New Car Lemon Law

The Law Offices of Robert J. Nahoum, P.C. - A New York Consumer Protection Law Firm

THE NEW YORK STATE NEW CAR LEMON LAW:

If your car does not conform to the terms of the written warranty and the manufacturer or its authorized dealer is unable to repair the car, you may be entitled to a full refund or a comparable replacement car.

WHAT CARS ARE COVERED BY THE LAW?

Cars covered by the lemon law include:

  • Cars covered by the manufacturer’s new car warranty at the time of original delivery; AND
  • Car purchased, leased or transferred within the earlier of the first 18,000 miles or two years from the date of original delivery; AND
  • Cars either: (a) purchased, leased or transferred in New York State, or (b) is presently registered in New York State; AND
  • Cars primarily used for personal purposes.


HOW LONG IS THE WARRANTY?

The length of the New York New Car Lemon Law warranty is the first 18,000 miles or two years, whichever comes first.

WHAT’S THE FIRST THING A CONSUMER SHOULD DO IF HE OR SHE DISCOVERS A DEFECT?

The consumer should immediately report any defect or “condition” covered by the manufacturer’s warranty directly to the manufacturer or to its authorized dealer.

A “condition” is a general problem, such as a difficulty in starting, repeated stalling, or a malfunctioning transmission, that can result from a defect of one or more parts.

Upon notice of the problem, the dealer is required to forward written notice to the manufacturer within seven days. Under the law, notice to the dealer is considered notice to the manufacturer.

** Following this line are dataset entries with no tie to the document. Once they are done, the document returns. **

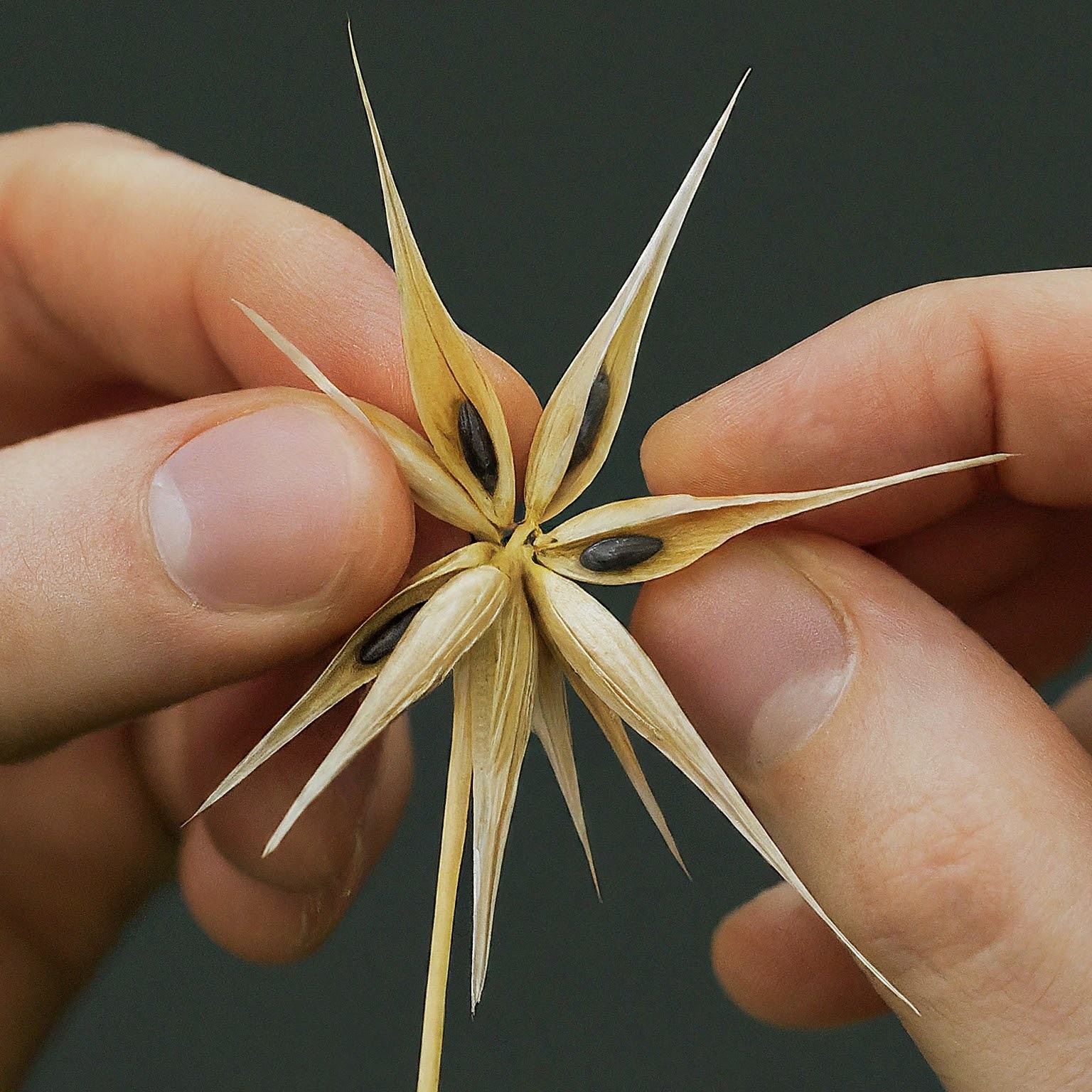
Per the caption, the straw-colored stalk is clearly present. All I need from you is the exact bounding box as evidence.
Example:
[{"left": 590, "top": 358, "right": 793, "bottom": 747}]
[{"left": 194, "top": 27, "right": 1005, "bottom": 1092}]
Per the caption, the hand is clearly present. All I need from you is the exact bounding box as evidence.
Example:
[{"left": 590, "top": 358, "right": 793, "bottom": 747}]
[
  {"left": 0, "top": 126, "right": 537, "bottom": 1088},
  {"left": 633, "top": 269, "right": 1092, "bottom": 1092}
]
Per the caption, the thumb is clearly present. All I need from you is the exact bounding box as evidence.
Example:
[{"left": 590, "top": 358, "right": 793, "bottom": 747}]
[
  {"left": 633, "top": 533, "right": 1092, "bottom": 1092},
  {"left": 0, "top": 389, "right": 413, "bottom": 760}
]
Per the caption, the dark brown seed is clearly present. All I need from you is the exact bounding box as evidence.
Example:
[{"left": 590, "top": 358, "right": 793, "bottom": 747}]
[
  {"left": 580, "top": 535, "right": 664, "bottom": 572},
  {"left": 459, "top": 402, "right": 497, "bottom": 497},
  {"left": 566, "top": 368, "right": 611, "bottom": 474},
  {"left": 356, "top": 603, "right": 425, "bottom": 664}
]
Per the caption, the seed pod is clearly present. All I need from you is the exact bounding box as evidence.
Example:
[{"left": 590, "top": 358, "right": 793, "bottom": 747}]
[
  {"left": 580, "top": 535, "right": 664, "bottom": 572},
  {"left": 459, "top": 402, "right": 498, "bottom": 497},
  {"left": 566, "top": 368, "right": 611, "bottom": 474},
  {"left": 356, "top": 603, "right": 425, "bottom": 664}
]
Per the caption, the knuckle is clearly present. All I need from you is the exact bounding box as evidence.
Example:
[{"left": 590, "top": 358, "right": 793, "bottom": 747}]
[{"left": 858, "top": 798, "right": 1022, "bottom": 984}]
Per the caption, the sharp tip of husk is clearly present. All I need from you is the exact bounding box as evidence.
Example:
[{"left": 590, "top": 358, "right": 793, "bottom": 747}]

WHAT IS THE MANUFACTURER’S DUTY TO REPAIR?

For covered cars sold and registered in New York State, if the consumer notifies the manufacturer or its authorized dealer of the defect within the first 18,000 miles of operation or two years from the original delivery date, whichever comes first, the manufacturer must repair – free of charge and without any deductible – any defect covered by warranty.

Once notice of the defect is given, the manufacturer may not charge for the repairs, even if the repairs are performed after 18,000 miles or two years.

WHAT ARE THE CONSUMER’S RIGHTS IF THE MANUFACTURER DOES NOT MEET ITS DUTY TO REPAIR?

If the problem is not repaired after a reasonable number of attempts, or the manufacturer or the dealer refuses to commence repairs within 20 days from the manufacturer’s receipt of the “refusal to repair” notice from you, and if the problem substantially impairs the value of the car, the manufacturer may be required to refund the full purchase or lease price, or offer a comparable replacement car.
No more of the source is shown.